I rushed out and got an early printing from the magazine, a completely white cover, thicker than Fearful Symmetry but not so thick as Allaround Pause, vagabond. What was found inside was nothing like what had come before, whether by him or any other writer. It may not even be especially useful to call it a novel, though it’s certainly not not a novel. There are no page numbers but I happen to know it’s 871 pages long and consists of 97,531 words. It is a massive riddle that defies summary for there are no characters, or at least none explicitly named, and there is no action, at least none that happens on the page, but a sequence of puzzles, some of them wordless, even–long stretches of blank pages riddled with punctuation marks or figures or dots dancing as motes of dust. If a novel can be described as pointillism, it may begin to help the reader understand what this novel–this thing–is.
I cannot describe that initial reading. I felt no emotions as I understand them, but there was this existential tugging at my bowels, forcing me to push on and on. Sometimes the reading would blur as I leapt through page after page only to hit a wall of text, this linguistic barrier that reflected itself over and over, as mirrors facing mirrors. This grand puzzle, this riverrun worked as a cycle but not as a circle. It behaved more like weather than it did like narrative, and that’s the only summary I believe works. Yes, it is weather. It is about condensation and precipitation and evaporation and wind and the sky and the sun.
So profound and confounding was the effect it had on me that I kept it with me, always in my bag, for several months. Whenever I had a break in the day, whether on tram or bus or at restaurant or coffeeshop, I would turn to any random page and begin the cycle once more, mesmerised.
It was then that I returned to Fearful Symmetry and Allaround Pause, vagabond only to find these novels transformed. I wrote letters to the editors of the magazines I had published my review in begging for a redaction, for a reconsideration, but, alas, there was no desire to open the graves, so to speak, for these Postlife novels, even still, are hated by the public, by scholars, by academics, and each new novel released is met more vehemently than the last, and the publisher even takes on abuse and attack. I alone stand with my old friend Bertolini and believe he has now reached the apex of his career with Glass/Water, his latest novel stretching to 3,209 pages. It is, perhaps, his most autobiographical novel, beginning at his own gestation, passing through his life, and covering his own decomposition, though, of course, this isn’t a memoir, but another puzzle, much greater than his previous eight Postlife novels, about a horse who longs to be the boy who longs to be a Marilyn Monroe.

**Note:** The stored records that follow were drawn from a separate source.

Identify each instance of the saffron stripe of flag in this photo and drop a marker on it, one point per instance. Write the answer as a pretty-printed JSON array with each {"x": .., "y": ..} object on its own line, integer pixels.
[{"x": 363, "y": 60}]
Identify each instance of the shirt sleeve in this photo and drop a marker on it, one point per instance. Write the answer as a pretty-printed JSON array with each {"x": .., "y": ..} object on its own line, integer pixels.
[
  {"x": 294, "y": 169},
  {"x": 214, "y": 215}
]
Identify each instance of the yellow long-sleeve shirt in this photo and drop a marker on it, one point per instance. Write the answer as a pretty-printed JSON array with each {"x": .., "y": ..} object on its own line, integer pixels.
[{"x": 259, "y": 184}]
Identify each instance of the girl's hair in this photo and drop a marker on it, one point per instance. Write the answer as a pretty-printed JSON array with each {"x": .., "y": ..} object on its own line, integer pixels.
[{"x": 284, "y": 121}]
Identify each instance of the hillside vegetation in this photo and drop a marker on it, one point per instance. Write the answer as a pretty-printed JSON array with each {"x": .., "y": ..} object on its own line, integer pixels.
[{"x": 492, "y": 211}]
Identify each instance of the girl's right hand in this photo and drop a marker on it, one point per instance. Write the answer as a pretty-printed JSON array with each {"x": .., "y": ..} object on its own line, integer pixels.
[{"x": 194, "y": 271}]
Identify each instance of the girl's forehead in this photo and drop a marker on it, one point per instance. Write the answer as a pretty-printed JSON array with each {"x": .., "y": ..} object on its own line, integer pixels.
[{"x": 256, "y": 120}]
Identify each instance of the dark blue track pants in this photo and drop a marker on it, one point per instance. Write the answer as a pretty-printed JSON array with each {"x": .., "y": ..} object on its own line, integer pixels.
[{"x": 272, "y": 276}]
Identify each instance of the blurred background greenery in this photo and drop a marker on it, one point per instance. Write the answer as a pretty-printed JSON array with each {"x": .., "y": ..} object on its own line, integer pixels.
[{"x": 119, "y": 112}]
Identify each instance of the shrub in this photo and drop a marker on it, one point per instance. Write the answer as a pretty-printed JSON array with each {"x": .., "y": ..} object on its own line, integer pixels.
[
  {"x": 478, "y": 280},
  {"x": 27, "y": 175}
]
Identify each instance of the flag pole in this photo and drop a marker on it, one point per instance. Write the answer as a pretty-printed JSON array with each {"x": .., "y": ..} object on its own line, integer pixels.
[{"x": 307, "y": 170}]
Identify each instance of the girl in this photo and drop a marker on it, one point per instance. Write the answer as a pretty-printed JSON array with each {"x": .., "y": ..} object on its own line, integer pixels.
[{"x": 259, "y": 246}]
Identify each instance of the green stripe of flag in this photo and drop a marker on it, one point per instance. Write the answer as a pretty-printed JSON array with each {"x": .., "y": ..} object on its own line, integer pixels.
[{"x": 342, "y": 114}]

In Glass/Water Bertolini has reached a level beyond all other writers, living or dead, in that he has not only recaptured the entirety of world literature, but he has transformed and distilled it into a drinking glass for all the public to easily swallow, if only they’re willing to take the first sip.
Calling it his magnum opus seems absurd at this point in his career, but it is certainly his farewell, and so is this mine from the world of criticism and academia. I have lived my life inventing the story of his stories but now, eighteen years dead, he has given me my reprieve, and I think I’m now ready to die, having championed him into this new millennium. Though I stand alone, I hope those readers who come next, you newest generation of artists and critics will look once more at the work of my dearest friend and know I’ve not wasted my life.